En l'espèce, par conséquent, la question est de savoir si le juge Pinard disposait d'éléments de preuve selon lesquels les actifs du contribuable pourraient être liquidés ou autrement échapper au ministre.
[13] Le contribuable possédait des montants d'argent importants en espèces dans un coffre et il avait omis de produire les DRP consécutives. Des circonstances semblables existaient dans la décision Ministre du Revenu national c. Rouleau (1995), 101 F.T.R. 57 (C.F. 1re inst.). Le juge Gibson a décidé ce qui suit aux paragraphes 6 et 7 :
Dans l'arrêt Laframboise c. La Reine, le juge Joyal indique ceci à la page 524 :
J'en viens à la conclusion que la nature même de la cotisation soulève des doutes raisonnables selon lesquels le contribuable n'aurait pas géré ses affaires d'une façon que nous pourrions qualifier d'orthodoxe. Il est à craindre qu'à la suite du transfert de fonds excédentaires à des fins d'investissement, par l'entremise d'un tiers plutôt que directement, il serait difficile de retrouver ces fonds ou de les récupérer.
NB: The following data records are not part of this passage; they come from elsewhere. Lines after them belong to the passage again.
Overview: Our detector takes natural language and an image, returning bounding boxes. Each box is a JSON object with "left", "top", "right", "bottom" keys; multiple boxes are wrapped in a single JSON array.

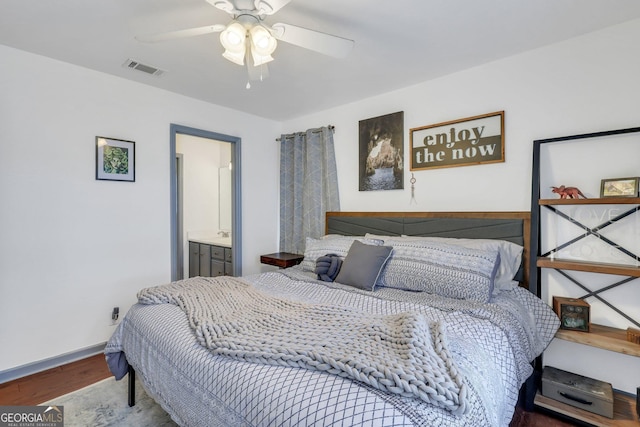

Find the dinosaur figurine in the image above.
[{"left": 551, "top": 185, "right": 587, "bottom": 199}]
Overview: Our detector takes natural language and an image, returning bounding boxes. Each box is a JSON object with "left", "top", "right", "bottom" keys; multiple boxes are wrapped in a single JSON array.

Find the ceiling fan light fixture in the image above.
[
  {"left": 220, "top": 22, "right": 246, "bottom": 51},
  {"left": 251, "top": 51, "right": 274, "bottom": 66},
  {"left": 249, "top": 25, "right": 277, "bottom": 56},
  {"left": 139, "top": 0, "right": 354, "bottom": 76},
  {"left": 223, "top": 49, "right": 246, "bottom": 66},
  {"left": 220, "top": 21, "right": 247, "bottom": 65}
]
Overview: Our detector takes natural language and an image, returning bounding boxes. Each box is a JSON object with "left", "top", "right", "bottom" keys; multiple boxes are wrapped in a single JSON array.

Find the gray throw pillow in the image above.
[{"left": 334, "top": 240, "right": 393, "bottom": 291}]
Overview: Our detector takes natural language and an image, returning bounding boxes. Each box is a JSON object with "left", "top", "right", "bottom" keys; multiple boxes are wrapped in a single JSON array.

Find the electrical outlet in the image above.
[{"left": 111, "top": 307, "right": 120, "bottom": 325}]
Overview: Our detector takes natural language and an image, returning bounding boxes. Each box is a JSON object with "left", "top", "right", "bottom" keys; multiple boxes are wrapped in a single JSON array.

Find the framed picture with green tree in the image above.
[{"left": 96, "top": 136, "right": 135, "bottom": 182}]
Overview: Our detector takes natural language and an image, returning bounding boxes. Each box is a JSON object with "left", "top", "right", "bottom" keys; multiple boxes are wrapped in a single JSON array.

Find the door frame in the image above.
[
  {"left": 169, "top": 124, "right": 242, "bottom": 281},
  {"left": 175, "top": 153, "right": 184, "bottom": 279}
]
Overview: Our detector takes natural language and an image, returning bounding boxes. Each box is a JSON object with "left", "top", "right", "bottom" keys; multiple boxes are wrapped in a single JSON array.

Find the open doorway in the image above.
[{"left": 170, "top": 124, "right": 241, "bottom": 281}]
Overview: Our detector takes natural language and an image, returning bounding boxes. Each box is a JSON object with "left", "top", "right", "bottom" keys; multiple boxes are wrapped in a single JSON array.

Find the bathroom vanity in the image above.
[{"left": 188, "top": 236, "right": 232, "bottom": 278}]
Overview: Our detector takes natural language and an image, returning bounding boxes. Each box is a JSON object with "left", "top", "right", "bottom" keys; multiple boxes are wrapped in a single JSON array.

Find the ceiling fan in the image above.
[{"left": 136, "top": 0, "right": 354, "bottom": 85}]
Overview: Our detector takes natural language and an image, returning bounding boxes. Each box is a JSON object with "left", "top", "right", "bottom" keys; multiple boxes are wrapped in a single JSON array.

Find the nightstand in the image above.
[{"left": 260, "top": 252, "right": 304, "bottom": 269}]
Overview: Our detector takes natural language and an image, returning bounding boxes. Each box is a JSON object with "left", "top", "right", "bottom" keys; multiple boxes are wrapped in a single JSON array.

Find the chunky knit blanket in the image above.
[{"left": 137, "top": 276, "right": 468, "bottom": 415}]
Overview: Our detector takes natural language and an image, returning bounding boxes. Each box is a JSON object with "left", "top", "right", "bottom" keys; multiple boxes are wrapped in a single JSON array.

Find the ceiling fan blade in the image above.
[
  {"left": 206, "top": 0, "right": 235, "bottom": 13},
  {"left": 271, "top": 23, "right": 354, "bottom": 58},
  {"left": 136, "top": 24, "right": 226, "bottom": 43},
  {"left": 254, "top": 0, "right": 292, "bottom": 15}
]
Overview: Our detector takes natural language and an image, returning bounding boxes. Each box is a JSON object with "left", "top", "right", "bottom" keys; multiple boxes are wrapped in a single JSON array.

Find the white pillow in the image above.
[{"left": 300, "top": 236, "right": 383, "bottom": 272}]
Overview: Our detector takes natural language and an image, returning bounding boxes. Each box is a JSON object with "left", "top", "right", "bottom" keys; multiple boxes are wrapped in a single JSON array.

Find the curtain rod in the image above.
[{"left": 276, "top": 125, "right": 335, "bottom": 141}]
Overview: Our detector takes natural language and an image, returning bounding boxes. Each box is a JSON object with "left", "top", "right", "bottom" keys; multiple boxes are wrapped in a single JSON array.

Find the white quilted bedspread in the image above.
[
  {"left": 106, "top": 267, "right": 559, "bottom": 427},
  {"left": 137, "top": 276, "right": 469, "bottom": 414}
]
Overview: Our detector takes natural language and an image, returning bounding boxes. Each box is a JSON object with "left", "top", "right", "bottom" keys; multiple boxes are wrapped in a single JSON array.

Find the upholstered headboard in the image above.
[{"left": 325, "top": 211, "right": 531, "bottom": 291}]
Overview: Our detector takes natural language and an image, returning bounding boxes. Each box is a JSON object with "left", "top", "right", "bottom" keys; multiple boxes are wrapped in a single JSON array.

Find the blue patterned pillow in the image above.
[{"left": 377, "top": 240, "right": 500, "bottom": 302}]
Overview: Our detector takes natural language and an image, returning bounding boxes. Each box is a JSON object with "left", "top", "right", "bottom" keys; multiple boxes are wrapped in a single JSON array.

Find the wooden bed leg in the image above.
[{"left": 128, "top": 365, "right": 136, "bottom": 407}]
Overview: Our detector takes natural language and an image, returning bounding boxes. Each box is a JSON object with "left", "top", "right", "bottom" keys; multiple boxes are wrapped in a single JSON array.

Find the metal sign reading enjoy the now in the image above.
[{"left": 410, "top": 111, "right": 504, "bottom": 171}]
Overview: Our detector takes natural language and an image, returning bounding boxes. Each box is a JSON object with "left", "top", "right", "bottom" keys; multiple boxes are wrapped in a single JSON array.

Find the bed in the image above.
[{"left": 105, "top": 211, "right": 559, "bottom": 427}]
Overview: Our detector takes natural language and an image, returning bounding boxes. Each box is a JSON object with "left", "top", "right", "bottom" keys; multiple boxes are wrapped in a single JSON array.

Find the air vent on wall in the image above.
[{"left": 122, "top": 59, "right": 165, "bottom": 77}]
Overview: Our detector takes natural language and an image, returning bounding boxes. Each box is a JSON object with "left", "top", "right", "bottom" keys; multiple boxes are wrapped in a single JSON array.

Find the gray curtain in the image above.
[{"left": 280, "top": 126, "right": 340, "bottom": 254}]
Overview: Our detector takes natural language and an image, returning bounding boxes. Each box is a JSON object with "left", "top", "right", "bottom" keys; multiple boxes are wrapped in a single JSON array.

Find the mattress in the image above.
[{"left": 105, "top": 267, "right": 559, "bottom": 426}]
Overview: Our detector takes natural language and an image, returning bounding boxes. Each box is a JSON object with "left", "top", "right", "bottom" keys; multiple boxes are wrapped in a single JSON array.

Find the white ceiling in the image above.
[{"left": 3, "top": 1, "right": 640, "bottom": 121}]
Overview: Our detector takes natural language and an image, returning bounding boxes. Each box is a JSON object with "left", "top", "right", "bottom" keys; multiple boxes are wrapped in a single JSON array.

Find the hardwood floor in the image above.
[
  {"left": 0, "top": 354, "right": 577, "bottom": 426},
  {"left": 0, "top": 354, "right": 111, "bottom": 405},
  {"left": 510, "top": 406, "right": 580, "bottom": 427}
]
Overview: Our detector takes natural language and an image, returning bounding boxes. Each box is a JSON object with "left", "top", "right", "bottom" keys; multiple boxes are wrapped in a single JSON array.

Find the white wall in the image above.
[
  {"left": 0, "top": 45, "right": 281, "bottom": 373},
  {"left": 283, "top": 19, "right": 640, "bottom": 213},
  {"left": 282, "top": 19, "right": 640, "bottom": 393}
]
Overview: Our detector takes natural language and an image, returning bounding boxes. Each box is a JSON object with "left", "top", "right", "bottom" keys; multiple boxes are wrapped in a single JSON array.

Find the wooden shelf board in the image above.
[
  {"left": 535, "top": 392, "right": 638, "bottom": 427},
  {"left": 539, "top": 197, "right": 640, "bottom": 205},
  {"left": 555, "top": 324, "right": 640, "bottom": 357},
  {"left": 537, "top": 257, "right": 640, "bottom": 277}
]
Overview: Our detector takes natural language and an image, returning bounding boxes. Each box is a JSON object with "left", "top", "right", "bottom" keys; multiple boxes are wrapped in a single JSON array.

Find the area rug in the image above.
[{"left": 42, "top": 377, "right": 177, "bottom": 427}]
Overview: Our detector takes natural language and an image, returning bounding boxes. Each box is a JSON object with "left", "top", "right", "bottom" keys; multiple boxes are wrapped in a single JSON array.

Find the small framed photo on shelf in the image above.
[
  {"left": 96, "top": 136, "right": 135, "bottom": 182},
  {"left": 553, "top": 296, "right": 590, "bottom": 332},
  {"left": 600, "top": 176, "right": 639, "bottom": 197}
]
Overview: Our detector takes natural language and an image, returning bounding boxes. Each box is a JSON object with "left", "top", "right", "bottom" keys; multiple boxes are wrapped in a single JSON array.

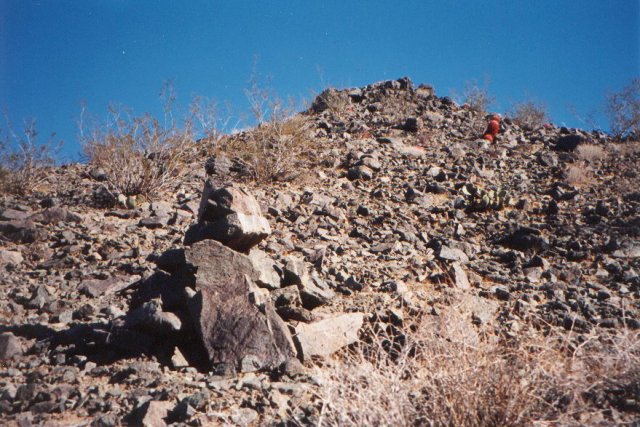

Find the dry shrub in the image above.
[
  {"left": 0, "top": 118, "right": 60, "bottom": 195},
  {"left": 81, "top": 89, "right": 217, "bottom": 198},
  {"left": 218, "top": 77, "right": 314, "bottom": 182},
  {"left": 576, "top": 144, "right": 608, "bottom": 162},
  {"left": 82, "top": 109, "right": 198, "bottom": 197},
  {"left": 510, "top": 100, "right": 548, "bottom": 130},
  {"left": 565, "top": 161, "right": 593, "bottom": 186},
  {"left": 315, "top": 308, "right": 640, "bottom": 427},
  {"left": 606, "top": 78, "right": 640, "bottom": 140},
  {"left": 455, "top": 79, "right": 495, "bottom": 114},
  {"left": 311, "top": 88, "right": 350, "bottom": 113},
  {"left": 222, "top": 113, "right": 313, "bottom": 182}
]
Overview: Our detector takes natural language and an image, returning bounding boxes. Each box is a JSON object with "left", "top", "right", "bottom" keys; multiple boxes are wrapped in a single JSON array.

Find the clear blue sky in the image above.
[{"left": 1, "top": 1, "right": 638, "bottom": 161}]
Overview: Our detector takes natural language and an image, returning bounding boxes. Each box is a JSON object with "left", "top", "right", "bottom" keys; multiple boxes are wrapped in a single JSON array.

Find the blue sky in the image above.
[{"left": 1, "top": 1, "right": 638, "bottom": 161}]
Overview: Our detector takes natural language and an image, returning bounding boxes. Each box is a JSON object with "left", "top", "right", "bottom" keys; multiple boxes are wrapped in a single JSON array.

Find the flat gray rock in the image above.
[{"left": 294, "top": 312, "right": 364, "bottom": 360}]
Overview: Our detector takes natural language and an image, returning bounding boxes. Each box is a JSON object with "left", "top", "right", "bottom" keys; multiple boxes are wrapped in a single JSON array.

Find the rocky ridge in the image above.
[{"left": 0, "top": 77, "right": 639, "bottom": 426}]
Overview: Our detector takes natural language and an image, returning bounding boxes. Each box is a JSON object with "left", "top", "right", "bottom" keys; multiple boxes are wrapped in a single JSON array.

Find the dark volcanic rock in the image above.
[
  {"left": 497, "top": 226, "right": 549, "bottom": 253},
  {"left": 185, "top": 240, "right": 296, "bottom": 373},
  {"left": 554, "top": 134, "right": 583, "bottom": 151}
]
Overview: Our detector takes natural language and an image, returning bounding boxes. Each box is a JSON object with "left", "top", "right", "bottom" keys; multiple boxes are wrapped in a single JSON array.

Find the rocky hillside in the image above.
[{"left": 0, "top": 77, "right": 638, "bottom": 426}]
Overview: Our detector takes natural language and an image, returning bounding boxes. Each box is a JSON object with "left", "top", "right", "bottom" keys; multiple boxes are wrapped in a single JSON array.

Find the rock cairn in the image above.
[{"left": 116, "top": 178, "right": 362, "bottom": 375}]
J'estime que la citation qui précède s'applique aux circonstances dont je suis saisi. Certainement, la nature des redressements établis relativement au requérant révèle des revenus qui sont tout à fait hors de proportion avec les revenus mentionnés dans les déclarations annuelles produites au ministre du Revenu national. La façon dont il conserve ses biens dénote très certainement qu'il conduit ses affaires d'une manière que l'on pourrait qualifier de peu orthodoxe. Elle révèle également des pratiques qui permettraient très facilement au requérant de soustraire des biens considérables s'il était enclin à le faire de sorte qu'il pourrait être difficile de retrouver les biens et de les récupérer.
[Renvoi omis.]
[14] Le même raisonnement s'applique en l'espèce. Le contribuable s'est certainement livré à des pratiques commerciales peu orthodoxes. Il serait très facile pour le défendeur de soustraire son argent s'il choisissait de le faire. De ce fait, il y avait des motifs raisonnables de croire que l'octroi d'un délai compromettrait le recouvrement.
[15] Je remarque que le contribuable a fait référence à l'arrêt Canada c. Landru (S.), [1993] 1 C.T.C. 93 (B.R. Sask.). Cette cause peut être distinguée de la présente affaire puisqu'il y est question d'argent immobilisé sous forme de biens immobiliers, ce qui est nettement moins liquide et plus facile à localiser que des montants en espèces détenus dans un coffre.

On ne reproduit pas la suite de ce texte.